2. Apparatus as claimed in claim 1, in which the resetting means includes means for storing a plurality of starting-point indications, access means for the resetting means arranged repeatedly to retrieve and output the starting-point indications in a predetermined order and means arranged in response to the detection of a code element of the said distinctive kind to cause the last-mentioned access means to retrieve and output the next required starting-point indication for supply to the access means for the compressed-data storage means for resetting those means.

3. Apparatus as claimed in claim 1 or claim 2, in which the compressed representation comprises code elements each of which represents a picture element or a plurality of consecutively scanned picture elements, pairs of such code elements occurring consecutively in the representation representing consecutively scanned picture elements.

4. A display system comprising apparatus as claimed in any one of the preceding claims and a display device arranged to receive the said drive output and in response thereto to produce the said display.

5. A display system substantially as hereinbefore described with reference to the accompanying drawings and as shown in Figs. 1, 5, 6 and 9 of those drawings.

6. A method of driving a display device to cause it to produce a display formed of a plurality of picture elements scanned in a predetermined sequence, the method comprising; storing a compressed representation of the display in compressed-data storage means, the compressed representation being divided into a plurality of sections each consisting of a sequence of code elements defining the display value of each element in a sequence of consecutively scanned picture elements and the end of each section being indicated by a code element of a distinctive kind;; repeatedly outputting the compressed representation from the compressed data storage means, the compressed representation being output on each occasion section by section and each section being output by supplying a starting-point indication for that section defining the storage position of the first code element of the section, and outputting the code elements of the section in order, starting with the said first code element, the code element of the said distinctive type indicating the end of the section being detected when output and the startingpoint indication of the section of the compressed representation next to be output being supplied in response thereto to define the storage position of the first code element of that section for its output;; and decompressing the compressed representation each time it is output to provide a drive output supplied to the display device which output controls the display value of each of the display as it is repeatedly scanned in the predetermined sequence.

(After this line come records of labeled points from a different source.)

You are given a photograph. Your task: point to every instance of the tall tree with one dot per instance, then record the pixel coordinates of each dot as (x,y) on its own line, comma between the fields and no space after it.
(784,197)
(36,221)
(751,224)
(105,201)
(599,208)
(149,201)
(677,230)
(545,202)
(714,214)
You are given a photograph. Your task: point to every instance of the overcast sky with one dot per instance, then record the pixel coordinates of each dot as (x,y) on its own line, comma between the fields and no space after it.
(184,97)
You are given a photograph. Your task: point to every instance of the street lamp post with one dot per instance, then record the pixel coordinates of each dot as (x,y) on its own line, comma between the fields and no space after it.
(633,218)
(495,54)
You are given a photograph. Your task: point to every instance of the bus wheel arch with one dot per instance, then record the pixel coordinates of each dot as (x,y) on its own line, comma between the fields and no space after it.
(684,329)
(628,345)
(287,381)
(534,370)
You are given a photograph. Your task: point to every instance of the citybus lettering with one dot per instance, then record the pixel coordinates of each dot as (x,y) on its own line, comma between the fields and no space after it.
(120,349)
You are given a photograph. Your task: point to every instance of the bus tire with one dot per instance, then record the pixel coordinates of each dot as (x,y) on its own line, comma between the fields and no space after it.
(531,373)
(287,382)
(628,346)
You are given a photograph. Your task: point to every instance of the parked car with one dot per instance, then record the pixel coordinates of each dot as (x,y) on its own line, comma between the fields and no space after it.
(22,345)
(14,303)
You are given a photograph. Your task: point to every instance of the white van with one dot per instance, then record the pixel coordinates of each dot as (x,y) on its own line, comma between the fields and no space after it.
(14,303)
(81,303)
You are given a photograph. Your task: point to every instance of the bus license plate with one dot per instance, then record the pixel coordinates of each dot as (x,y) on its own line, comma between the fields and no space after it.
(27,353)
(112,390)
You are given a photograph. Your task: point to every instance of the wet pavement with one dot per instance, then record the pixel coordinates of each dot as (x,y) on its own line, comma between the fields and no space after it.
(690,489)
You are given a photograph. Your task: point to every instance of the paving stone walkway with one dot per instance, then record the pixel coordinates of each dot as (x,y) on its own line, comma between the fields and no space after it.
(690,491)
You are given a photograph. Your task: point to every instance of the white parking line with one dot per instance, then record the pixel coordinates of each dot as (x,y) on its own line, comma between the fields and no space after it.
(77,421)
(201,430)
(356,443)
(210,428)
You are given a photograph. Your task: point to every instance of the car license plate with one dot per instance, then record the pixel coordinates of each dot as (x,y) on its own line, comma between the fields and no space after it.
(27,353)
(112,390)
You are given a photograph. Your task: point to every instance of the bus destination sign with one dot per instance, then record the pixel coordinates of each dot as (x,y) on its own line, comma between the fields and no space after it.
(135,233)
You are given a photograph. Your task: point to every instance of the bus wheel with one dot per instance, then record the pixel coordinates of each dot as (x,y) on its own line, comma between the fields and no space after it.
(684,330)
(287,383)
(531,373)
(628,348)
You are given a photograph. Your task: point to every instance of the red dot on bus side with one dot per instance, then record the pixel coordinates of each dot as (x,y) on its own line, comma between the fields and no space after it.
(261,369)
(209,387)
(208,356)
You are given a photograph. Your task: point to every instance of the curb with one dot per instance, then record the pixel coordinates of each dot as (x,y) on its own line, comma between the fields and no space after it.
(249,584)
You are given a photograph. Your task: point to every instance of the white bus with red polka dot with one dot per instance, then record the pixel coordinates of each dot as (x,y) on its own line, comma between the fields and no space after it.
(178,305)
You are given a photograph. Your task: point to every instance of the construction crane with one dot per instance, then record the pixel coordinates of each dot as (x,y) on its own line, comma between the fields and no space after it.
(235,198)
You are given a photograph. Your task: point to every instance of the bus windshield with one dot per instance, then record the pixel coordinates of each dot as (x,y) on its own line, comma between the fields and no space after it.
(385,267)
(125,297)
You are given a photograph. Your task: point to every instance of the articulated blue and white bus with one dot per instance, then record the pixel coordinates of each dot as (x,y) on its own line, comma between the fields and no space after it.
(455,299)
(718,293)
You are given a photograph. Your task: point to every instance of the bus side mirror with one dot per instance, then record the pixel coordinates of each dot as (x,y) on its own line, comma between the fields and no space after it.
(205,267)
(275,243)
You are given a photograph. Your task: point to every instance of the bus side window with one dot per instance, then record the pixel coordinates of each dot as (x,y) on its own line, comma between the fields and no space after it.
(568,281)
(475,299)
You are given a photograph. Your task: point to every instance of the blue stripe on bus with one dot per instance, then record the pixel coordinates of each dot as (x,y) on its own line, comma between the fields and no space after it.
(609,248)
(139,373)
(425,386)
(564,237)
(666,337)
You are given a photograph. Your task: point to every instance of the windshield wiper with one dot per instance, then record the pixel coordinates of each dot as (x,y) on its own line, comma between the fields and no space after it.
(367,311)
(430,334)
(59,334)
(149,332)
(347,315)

7. A method as claimed in claim 6, in which the compressed representation comprises code elements each of which represents a picture element or a plurality of consecutively scanned picture elements, pairs of such code elements occurring consecutively in the representation representing consecutively scanned picture elements.

8. A method as claimed in claim 6 or claim 7, in which the display is changed from its original to a new form by, while the original display is being produced, entering into a part of the compressed-data storage means not used to store the compressed representation of the original display a replacement section or replacement sections for the compressed representation, which section defines or sections define picture elements of the display that comprise those to be changed, the or each replacement section being a section as specified in claim 6, and thereafter, to control the output of data from the compressed-data storage means, supplying the starting point indications of the replacement section(s) in the place of the starting-point indication(s) of the section(s) of the original compressed representation defining the same picture elements of the display as the replacement section(s) so as to cause the compressed-data storage means to output a new compressed representation containing the replacement section(s).